As long as we ignore the parallel sides requirement, sure.

[–] [email protected] 96 points 1 week ago (2 children)

And that the 90 degree angles should be interior angles.

[–] [email protected] 49 points 1 week ago (2 children)

And that polygons should only consist of straight lines.

[–] [email protected] 0 points 5 days ago
[–] [email protected] 37 points 1 week ago

Yes sure, in Euclidean geometry, but this is clearly keyhole shaped geometry.

[–] [email protected] 12 points 1 week ago (1 children)

They're also not actually right angles, as the curvature starts departing from the angles origin. They may be approximately 90, down to many many small decimal places, but they are not 90.

[–] [email protected] 27 points 1 week ago* (last edited 1 week ago)

That's not accurate. If you are measuring the angle of a line intersecting with a curved surface, you measure against the tangent at the point of contact/intersection. It can be and still is exactly 90 degrees.

[–] [email protected] 35 points 1 week ago (2 children)

Take shitposts seriously and point out their obvious errors

-Carl Friedrich Gauss, probably

[–] [email protected] 22 points 1 week ago (2 children)

Science memes is not r/shitposting? I would assume the person is serious when posting here.

[–] [email protected] 3 points 1 week ago

gasp!!! it is c/!!!

[–] [email protected] 4 points 1 week ago

The name of that Gauss?

Ampere

[–] [email protected] 21 points 1 week ago

c/gatekeeping squares

[–] [email protected] 10 points 1 week ago

You're no fun

[–] [email protected] 5 points 1 week ago

Polar coordinate square?

[–] [email protected] 31 points 1 week ago (1 children)

I remember enough from geometry to know this is horseshit and be annoyed at it but not enough to actually prove why

[–] [email protected] 11 points 1 week ago (1 children)

Sides must be straight and parallel two and two.

[–] [email protected] 11 points 1 week ago (1 children)

it’s homeomorphic to a square, so why not

[–] [email protected] 3 points 1 week ago

See, you get it

[–] [email protected] 11 points 1 week ago (3 children)
[–] [email protected] 16 points 1 week ago

The black lines

[–] [email protected] 8 points 1 week ago (1 children)

The semi-circle is one side, then the 2 straight edges, and the arc between them is the 4th side.

[–] [email protected] 7 points 1 week ago (1 children)

That's what I thought. The only way on which this has four sides is if the semi -circle is a side. But if that's the case, then I don't know wha the definition of "side" is

[–] [email protected] 8 points 1 week ago (1 children)

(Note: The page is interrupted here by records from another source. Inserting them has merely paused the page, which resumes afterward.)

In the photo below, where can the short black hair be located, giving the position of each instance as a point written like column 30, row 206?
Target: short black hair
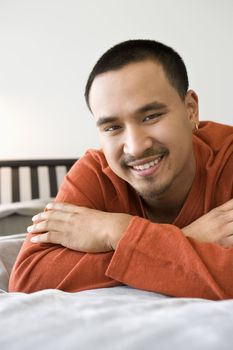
column 139, row 50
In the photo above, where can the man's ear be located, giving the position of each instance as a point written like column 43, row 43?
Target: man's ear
column 191, row 103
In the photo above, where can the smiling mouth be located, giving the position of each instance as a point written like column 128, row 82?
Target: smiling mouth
column 147, row 168
column 147, row 165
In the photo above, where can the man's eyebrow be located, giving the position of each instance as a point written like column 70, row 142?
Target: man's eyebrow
column 148, row 107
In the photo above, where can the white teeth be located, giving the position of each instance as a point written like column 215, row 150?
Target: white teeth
column 147, row 165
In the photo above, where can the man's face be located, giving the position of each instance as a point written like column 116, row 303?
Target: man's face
column 145, row 128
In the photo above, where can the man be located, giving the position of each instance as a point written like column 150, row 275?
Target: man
column 153, row 209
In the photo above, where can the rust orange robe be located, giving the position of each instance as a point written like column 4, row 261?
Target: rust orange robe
column 149, row 256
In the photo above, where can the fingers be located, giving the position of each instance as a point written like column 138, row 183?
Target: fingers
column 47, row 237
column 68, row 208
column 50, row 221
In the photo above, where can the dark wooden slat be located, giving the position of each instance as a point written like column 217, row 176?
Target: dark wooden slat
column 52, row 181
column 15, row 184
column 37, row 162
column 34, row 182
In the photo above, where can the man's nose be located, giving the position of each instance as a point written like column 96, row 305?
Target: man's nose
column 136, row 141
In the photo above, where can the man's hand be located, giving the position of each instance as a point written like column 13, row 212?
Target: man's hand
column 214, row 227
column 79, row 228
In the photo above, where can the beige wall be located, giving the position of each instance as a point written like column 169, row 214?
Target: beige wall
column 49, row 46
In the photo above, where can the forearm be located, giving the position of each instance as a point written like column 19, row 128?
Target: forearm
column 160, row 258
column 53, row 266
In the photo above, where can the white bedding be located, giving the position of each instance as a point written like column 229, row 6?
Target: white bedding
column 107, row 319
column 113, row 318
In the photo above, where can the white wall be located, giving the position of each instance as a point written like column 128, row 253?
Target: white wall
column 48, row 47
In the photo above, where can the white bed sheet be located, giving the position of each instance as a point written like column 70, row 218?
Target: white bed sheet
column 113, row 318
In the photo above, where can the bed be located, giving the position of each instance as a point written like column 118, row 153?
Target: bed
column 108, row 318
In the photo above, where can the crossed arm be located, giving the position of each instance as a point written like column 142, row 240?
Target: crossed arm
column 68, row 225
column 196, row 261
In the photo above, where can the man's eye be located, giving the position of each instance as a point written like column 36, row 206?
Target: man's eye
column 112, row 128
column 152, row 116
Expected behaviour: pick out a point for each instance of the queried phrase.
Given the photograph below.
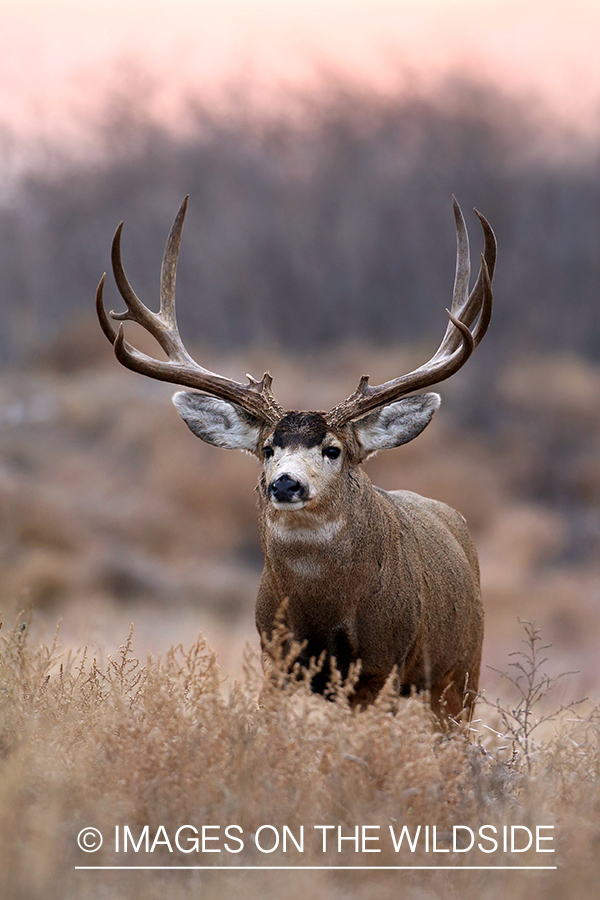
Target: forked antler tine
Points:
(165, 332)
(255, 397)
(465, 306)
(457, 344)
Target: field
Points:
(113, 513)
(319, 245)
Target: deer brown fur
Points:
(389, 580)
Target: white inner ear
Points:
(218, 422)
(396, 423)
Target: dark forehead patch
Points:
(300, 429)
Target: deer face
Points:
(304, 458)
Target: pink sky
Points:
(58, 56)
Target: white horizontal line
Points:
(320, 868)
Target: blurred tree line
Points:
(307, 229)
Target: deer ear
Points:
(396, 423)
(218, 422)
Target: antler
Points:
(255, 397)
(458, 342)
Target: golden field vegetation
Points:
(111, 512)
(113, 743)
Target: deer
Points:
(383, 583)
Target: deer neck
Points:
(306, 549)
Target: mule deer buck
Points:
(387, 578)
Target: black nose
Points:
(286, 489)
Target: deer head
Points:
(302, 453)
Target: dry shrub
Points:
(86, 742)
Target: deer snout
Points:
(286, 489)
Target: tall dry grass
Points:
(114, 742)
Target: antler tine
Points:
(467, 306)
(168, 271)
(162, 325)
(458, 342)
(255, 397)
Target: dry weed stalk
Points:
(531, 686)
(114, 742)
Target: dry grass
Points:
(116, 742)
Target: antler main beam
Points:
(255, 397)
(458, 342)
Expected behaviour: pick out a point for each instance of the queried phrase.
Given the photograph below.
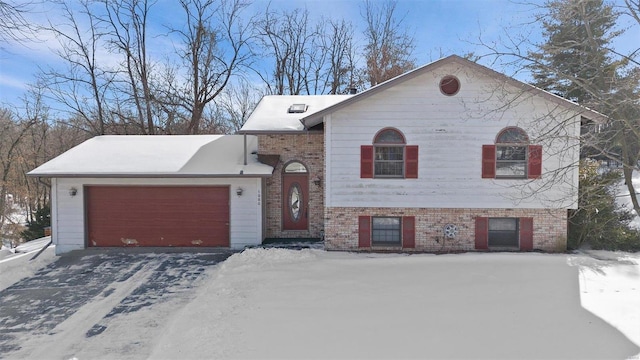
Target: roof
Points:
(311, 119)
(158, 156)
(271, 114)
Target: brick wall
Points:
(308, 149)
(549, 227)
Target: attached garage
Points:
(157, 191)
(157, 215)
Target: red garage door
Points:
(157, 216)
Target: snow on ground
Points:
(16, 264)
(625, 200)
(275, 303)
(279, 303)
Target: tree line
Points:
(227, 59)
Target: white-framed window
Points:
(389, 147)
(512, 146)
(386, 231)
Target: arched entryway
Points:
(295, 196)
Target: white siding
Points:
(68, 217)
(450, 132)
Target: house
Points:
(451, 156)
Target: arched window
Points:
(512, 156)
(295, 167)
(389, 153)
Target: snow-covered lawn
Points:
(16, 264)
(277, 303)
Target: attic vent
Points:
(297, 108)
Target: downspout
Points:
(245, 149)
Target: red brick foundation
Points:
(341, 224)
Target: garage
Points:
(159, 216)
(197, 191)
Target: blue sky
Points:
(440, 28)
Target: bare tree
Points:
(82, 88)
(13, 25)
(341, 53)
(288, 40)
(127, 21)
(389, 48)
(236, 103)
(13, 133)
(215, 45)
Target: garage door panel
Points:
(157, 216)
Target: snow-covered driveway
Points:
(65, 306)
(286, 304)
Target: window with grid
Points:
(386, 231)
(503, 232)
(389, 159)
(511, 153)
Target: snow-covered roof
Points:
(159, 155)
(272, 112)
(315, 118)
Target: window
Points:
(503, 232)
(391, 231)
(511, 153)
(295, 167)
(389, 154)
(512, 157)
(449, 85)
(385, 231)
(389, 157)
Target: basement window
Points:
(297, 108)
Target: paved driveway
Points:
(116, 283)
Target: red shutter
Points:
(409, 232)
(488, 161)
(364, 231)
(535, 161)
(411, 162)
(482, 233)
(526, 234)
(366, 161)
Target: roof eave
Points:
(316, 118)
(149, 176)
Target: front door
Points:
(295, 200)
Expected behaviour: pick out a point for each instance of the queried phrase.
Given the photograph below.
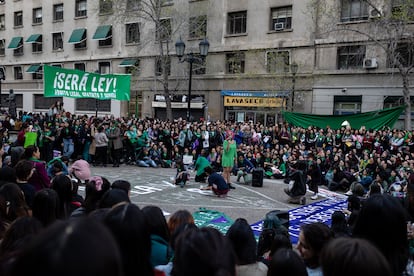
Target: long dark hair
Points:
(129, 227)
(383, 221)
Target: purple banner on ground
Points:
(316, 212)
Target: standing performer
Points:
(229, 156)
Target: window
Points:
(38, 75)
(104, 35)
(18, 51)
(198, 27)
(105, 6)
(160, 63)
(344, 105)
(2, 22)
(42, 102)
(80, 8)
(236, 22)
(18, 19)
(351, 57)
(104, 67)
(354, 10)
(132, 66)
(18, 75)
(82, 43)
(132, 33)
(58, 12)
(133, 5)
(402, 54)
(2, 47)
(37, 15)
(277, 61)
(80, 66)
(166, 2)
(402, 10)
(90, 104)
(281, 18)
(199, 68)
(235, 63)
(164, 31)
(37, 46)
(57, 41)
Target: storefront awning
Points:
(246, 93)
(34, 68)
(128, 62)
(102, 32)
(33, 38)
(16, 42)
(77, 36)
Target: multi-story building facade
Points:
(247, 75)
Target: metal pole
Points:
(136, 105)
(0, 95)
(96, 100)
(293, 92)
(190, 60)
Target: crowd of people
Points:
(47, 227)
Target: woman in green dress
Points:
(229, 156)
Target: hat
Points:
(80, 169)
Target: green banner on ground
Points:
(60, 82)
(373, 119)
(211, 218)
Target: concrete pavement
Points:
(153, 186)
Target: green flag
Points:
(60, 82)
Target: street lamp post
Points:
(2, 77)
(96, 99)
(293, 69)
(191, 58)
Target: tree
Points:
(385, 24)
(160, 21)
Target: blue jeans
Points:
(68, 147)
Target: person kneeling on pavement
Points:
(216, 183)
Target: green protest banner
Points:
(60, 82)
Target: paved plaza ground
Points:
(153, 186)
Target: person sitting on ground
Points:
(216, 183)
(244, 244)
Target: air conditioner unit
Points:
(279, 26)
(370, 63)
(375, 13)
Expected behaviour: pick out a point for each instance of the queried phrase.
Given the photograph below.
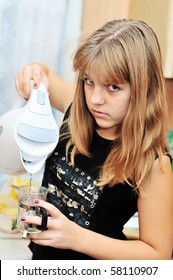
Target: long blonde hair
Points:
(123, 50)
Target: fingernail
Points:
(36, 201)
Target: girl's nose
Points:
(98, 95)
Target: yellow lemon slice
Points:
(9, 211)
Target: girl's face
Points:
(108, 105)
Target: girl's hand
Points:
(61, 232)
(36, 72)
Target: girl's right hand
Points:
(35, 72)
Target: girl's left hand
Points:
(61, 233)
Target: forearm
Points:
(102, 247)
(61, 92)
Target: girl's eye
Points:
(112, 87)
(88, 82)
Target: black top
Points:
(103, 211)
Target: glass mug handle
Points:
(44, 214)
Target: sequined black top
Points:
(78, 197)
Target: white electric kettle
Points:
(28, 134)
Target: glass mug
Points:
(27, 207)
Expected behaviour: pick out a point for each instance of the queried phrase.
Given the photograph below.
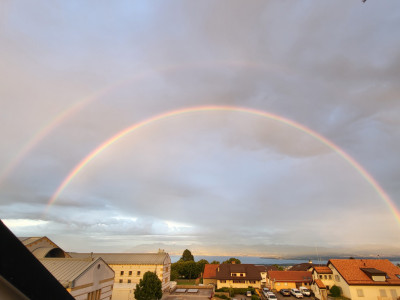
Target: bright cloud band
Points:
(268, 115)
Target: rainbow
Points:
(67, 113)
(84, 162)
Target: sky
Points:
(287, 141)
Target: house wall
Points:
(125, 289)
(99, 278)
(374, 292)
(263, 278)
(339, 281)
(246, 284)
(209, 281)
(283, 285)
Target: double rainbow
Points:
(84, 162)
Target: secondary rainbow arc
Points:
(383, 195)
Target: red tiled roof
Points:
(272, 268)
(210, 270)
(294, 276)
(323, 270)
(262, 268)
(320, 284)
(351, 271)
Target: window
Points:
(382, 293)
(239, 281)
(393, 293)
(95, 295)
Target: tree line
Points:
(187, 268)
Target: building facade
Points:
(238, 276)
(279, 280)
(84, 279)
(366, 278)
(129, 269)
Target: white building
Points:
(129, 268)
(84, 279)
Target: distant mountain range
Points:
(300, 252)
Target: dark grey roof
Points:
(128, 258)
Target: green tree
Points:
(231, 260)
(149, 288)
(215, 262)
(187, 256)
(200, 265)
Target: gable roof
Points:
(127, 258)
(210, 271)
(20, 268)
(251, 272)
(352, 271)
(320, 284)
(304, 266)
(290, 276)
(323, 270)
(66, 270)
(35, 245)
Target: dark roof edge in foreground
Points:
(22, 270)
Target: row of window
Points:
(240, 281)
(129, 273)
(122, 281)
(138, 272)
(130, 281)
(382, 293)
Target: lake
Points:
(261, 261)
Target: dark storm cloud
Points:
(188, 180)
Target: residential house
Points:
(89, 278)
(22, 276)
(366, 278)
(42, 247)
(210, 273)
(238, 276)
(289, 279)
(263, 272)
(322, 281)
(129, 268)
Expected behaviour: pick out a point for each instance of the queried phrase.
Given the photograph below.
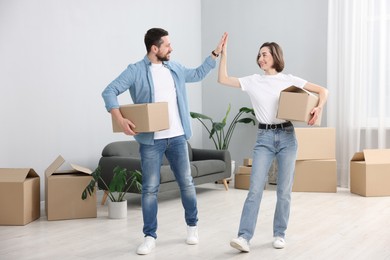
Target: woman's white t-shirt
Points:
(264, 91)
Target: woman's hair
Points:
(277, 55)
(153, 37)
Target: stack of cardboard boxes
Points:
(20, 188)
(316, 167)
(20, 194)
(370, 172)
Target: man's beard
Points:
(163, 58)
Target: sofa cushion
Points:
(167, 175)
(207, 167)
(165, 160)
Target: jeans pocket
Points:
(289, 129)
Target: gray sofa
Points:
(206, 165)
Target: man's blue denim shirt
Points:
(137, 79)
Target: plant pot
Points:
(117, 210)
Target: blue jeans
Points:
(176, 151)
(282, 145)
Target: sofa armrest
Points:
(210, 154)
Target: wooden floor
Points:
(322, 226)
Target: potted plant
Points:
(217, 133)
(120, 184)
(216, 130)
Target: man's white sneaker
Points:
(279, 243)
(192, 235)
(240, 243)
(147, 246)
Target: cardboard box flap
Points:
(359, 156)
(54, 166)
(295, 89)
(16, 175)
(81, 169)
(377, 156)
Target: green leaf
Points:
(199, 116)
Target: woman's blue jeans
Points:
(270, 144)
(176, 151)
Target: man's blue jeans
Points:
(282, 145)
(176, 151)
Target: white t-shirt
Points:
(165, 91)
(264, 91)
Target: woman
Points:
(275, 138)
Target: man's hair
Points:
(153, 37)
(277, 55)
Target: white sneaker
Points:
(192, 235)
(279, 243)
(147, 246)
(240, 243)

Knock knock. Do you have a moment to discuss non-euclidean geometry?

[–] [email protected] 9 points 1 week ago

/slams door

[–] [email protected] 5 points 1 week ago (1 children)

Someone may want to double-check my math on this one, but the length of the sides will be dependant on the radius of the smaller circle

ϴ=π+1-√(π^2+1), l=(2π-ϴ)r_1, l is the length of the sides. r_1 is the radius of the smaller circle

[–] [email protected] 4 points 1 week ago* (last edited 1 week ago) (1 children)

I look at your diagram and see:

ϴ= L/(L+R)

And

2π-ϴ = L/R

I solved those (using substitution, then the quadratic formula) and got

L= π-1 ± √(1+π²) ~= 5.44 or -1.16

Whether or not a negative length is meaningful in this context is an exercise left to the reader

Giving (for L=5.44):

ϴ~= 0.845 ~~48.4° 

I'm surprised that it solved to a single number, maybe I made a mistake.

[–] [email protected] 3 points 1 week ago

That lines up pretty similarly with what I found also. The angle should be a constant since there is only one angle where the relationship would be true. I just left it in terms of π because I try to avoid rounding.

Having said that, L would be a ratio of r; which I think lines up with what you found as well.